Labeling has really "squeezed" the shadow market: it is estimated that the share of illegal trafficking in clothing and textiles in the Russian Federation has decreased from 38% to 12%, and in footwear from 22% to 6%. But the paradox of 2026 is that with the fall of classic counterfeiting, another channel has intensified — import without “traces”, when goods cross the border as a purchase for personal use, but in fact turn into a regular flow.
How shoes appear without an "Honest mark"
The scheme is based on the mechanics of cross-border e-commerce: the marketplace acts as an aggregator that collects individual orders and then consolidates them into large shipments. As market participants describe it, "ten thousand" identical orders can easily turn into a container shipment, which formally remains a set of individual purchases.

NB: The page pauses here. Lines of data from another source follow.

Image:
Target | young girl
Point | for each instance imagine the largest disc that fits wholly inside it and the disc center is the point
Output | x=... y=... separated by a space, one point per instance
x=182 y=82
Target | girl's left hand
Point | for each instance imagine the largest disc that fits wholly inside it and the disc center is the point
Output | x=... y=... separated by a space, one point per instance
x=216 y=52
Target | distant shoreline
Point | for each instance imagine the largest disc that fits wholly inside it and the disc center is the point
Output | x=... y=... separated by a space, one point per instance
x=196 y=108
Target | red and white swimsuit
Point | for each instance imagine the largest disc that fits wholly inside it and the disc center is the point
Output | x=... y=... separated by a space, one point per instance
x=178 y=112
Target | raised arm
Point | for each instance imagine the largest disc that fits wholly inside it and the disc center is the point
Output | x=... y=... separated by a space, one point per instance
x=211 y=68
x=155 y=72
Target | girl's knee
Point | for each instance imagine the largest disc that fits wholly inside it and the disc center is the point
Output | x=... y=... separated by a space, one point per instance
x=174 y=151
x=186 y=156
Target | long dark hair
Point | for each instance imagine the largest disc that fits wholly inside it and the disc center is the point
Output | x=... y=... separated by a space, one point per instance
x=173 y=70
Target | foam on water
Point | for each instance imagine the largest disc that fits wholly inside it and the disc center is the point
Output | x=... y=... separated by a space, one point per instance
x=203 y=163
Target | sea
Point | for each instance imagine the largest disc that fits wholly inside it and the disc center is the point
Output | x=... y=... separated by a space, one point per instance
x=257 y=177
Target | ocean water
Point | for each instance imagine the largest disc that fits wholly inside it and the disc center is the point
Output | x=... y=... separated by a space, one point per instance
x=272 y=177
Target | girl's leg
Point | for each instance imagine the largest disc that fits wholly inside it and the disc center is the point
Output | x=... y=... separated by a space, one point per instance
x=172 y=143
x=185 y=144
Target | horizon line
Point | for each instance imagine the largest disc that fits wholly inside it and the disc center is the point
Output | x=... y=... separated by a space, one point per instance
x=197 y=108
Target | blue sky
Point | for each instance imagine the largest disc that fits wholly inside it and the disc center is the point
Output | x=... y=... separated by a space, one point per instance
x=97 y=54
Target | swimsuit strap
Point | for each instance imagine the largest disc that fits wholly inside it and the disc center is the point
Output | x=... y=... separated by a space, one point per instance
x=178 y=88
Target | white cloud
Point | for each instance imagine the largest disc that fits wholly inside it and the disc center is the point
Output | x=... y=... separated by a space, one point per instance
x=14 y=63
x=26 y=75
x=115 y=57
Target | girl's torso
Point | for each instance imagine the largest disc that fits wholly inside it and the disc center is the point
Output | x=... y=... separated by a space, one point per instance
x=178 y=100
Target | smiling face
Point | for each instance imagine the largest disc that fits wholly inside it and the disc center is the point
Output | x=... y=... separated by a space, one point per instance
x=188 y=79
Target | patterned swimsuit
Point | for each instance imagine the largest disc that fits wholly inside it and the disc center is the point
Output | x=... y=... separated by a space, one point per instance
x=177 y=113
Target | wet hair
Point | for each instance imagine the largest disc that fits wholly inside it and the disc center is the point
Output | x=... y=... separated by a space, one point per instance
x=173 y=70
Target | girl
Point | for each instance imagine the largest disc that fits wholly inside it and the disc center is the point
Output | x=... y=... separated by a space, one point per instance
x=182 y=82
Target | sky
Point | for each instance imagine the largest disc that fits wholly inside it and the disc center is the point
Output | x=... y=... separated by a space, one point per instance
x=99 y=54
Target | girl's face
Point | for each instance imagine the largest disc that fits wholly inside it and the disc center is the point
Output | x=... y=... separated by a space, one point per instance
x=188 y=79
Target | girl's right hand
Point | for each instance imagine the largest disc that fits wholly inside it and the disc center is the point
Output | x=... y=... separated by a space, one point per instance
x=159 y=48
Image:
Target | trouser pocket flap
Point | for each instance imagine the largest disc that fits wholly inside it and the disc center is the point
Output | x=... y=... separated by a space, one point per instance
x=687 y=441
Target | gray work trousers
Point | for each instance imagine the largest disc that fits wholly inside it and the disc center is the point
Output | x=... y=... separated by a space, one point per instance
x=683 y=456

Then the "bypass economy" turns on: if the delivery is interpreted as personal use, it can leave the area of commercial procedures — without full payment of payments and without mandatory labeling as for goods being put into circulation.
Why does this affect foreign economic activity and logistics more than it seems
- Unfair competition at cost. For a legal importer of shoes, duties, VAT, labeling, certification, storage and refunds are included in the price. For the “personal stream", some of these costs may be blurred.
- The risk of counterfeiting is growing precisely in the “gray legal” channel. Poizon claimed that about 30% of well-known brand sneakers on online platforms could be fake, and half were sold cheaper than the original, usually by about 40%.
- Customs control is already responding. According to data related to the Federal Customs Service, counterfeit seizures at the border increased by almost 20% in 2024 (to 5.8 million units). This is an indirect indicator: the larger the flows, the more active the inspections, risk profiles, and supply chain analysis will be.
What is the government going to do
The financial and regulatory response is an attempt to "even out the fiscal burden": the introduction of a payment is being discussed, which will essentially resemble VAT on imports through marketplaces for large shipments of non—food products. The logic in public comments is to make the scheme economically unprofitable so that the price is equal to commercial imports.
A key quote reflecting the approach: "It probably makes sense to think about introducing some kind of payment. Most likely, it should be VAT."
What should a business do now
- Importers/brands: strengthen control of sales channels (card monitoring, price control as a risk marker, work with copyright holders and TROIS), prepare an evidence base for the origin and legality of shipments.
- To marketplace sellers: to put into the model the risk of changing the tax regime and tightening control of “personal” supplies; to build labeling and documents as for commercial turnover.
- 3PL and fulfillment: increase compliance procedures (verification of labeling status at acceptance, end-to-end traceability, segmentation of “personal/commercial” flows) so as not to become a point of concentration of claims.